Mrs Tolley has ruled out a trial, and said that in "extreme" cases of a boycott she would dissolve the board involved - because the trustees would be refusing to obey the law - and replace it with a commissioner.

"If despite having that pointed out to them, they absolutely refused, I do have the power to dissolve the board and put in a commissioner," she said.

"In the end, I would have to do that. I don't think it would come to that, but if it went to the nth degree I would do it. You just cannot have schools disobeying the law."

Mrs Tolley said the Ministry of Education would give as much support as possible to boards stuck in a standoff with teachers.

But she would not be backing down on her decision to introduce standards nationwide from next year.

The minister said she had already made many changes in response to concerns from the unions but each time, they had returned with more and she believed their arguments were now purely philosophical.

"That's why I'm putting my foot down ... If there are changes needed, we will make them.

"I'm not saying this is it from day one. But we have to get started because this is about kids failing in the system. I'll do whatever it takes to make this work."

Labour's education spokesman, Trevor Mallard, said Mrs Tolley was transferring her battle against academics and teachers to school boards.
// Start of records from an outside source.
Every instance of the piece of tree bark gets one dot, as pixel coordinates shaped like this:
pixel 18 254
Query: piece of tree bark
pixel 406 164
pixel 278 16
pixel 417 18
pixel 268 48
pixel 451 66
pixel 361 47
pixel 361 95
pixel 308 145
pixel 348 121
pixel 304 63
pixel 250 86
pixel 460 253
"I'm surprised she's putting herself into that corner. She does have a choice. She can take a tiny step backwards and trial the system to get evidence that it's better than the systems already available."

Auckland University education head Professor John Hattie and three other education academics have made a joint call for a trial, saying a hasty implementation could result in failure of the policy.

Frances Nelson, president of the NZ Educational Institute, which represents primary school teachers, said she was disappointed at Mrs Tolley's refusal to back down.

"The way she is approaching it is like she's got herself into a corner and can't find a way out without losing face."

The School Trustees Association broadly supports national standards and its president, Lorraine Kerr, told the Principals' Federation and the NZEI they were being "irresponsible and unprofessional" in telling principals to lobby their boards.

A meeting of 80 Northland principals last week unanimously agreed not to implement the standards until their effect was better known.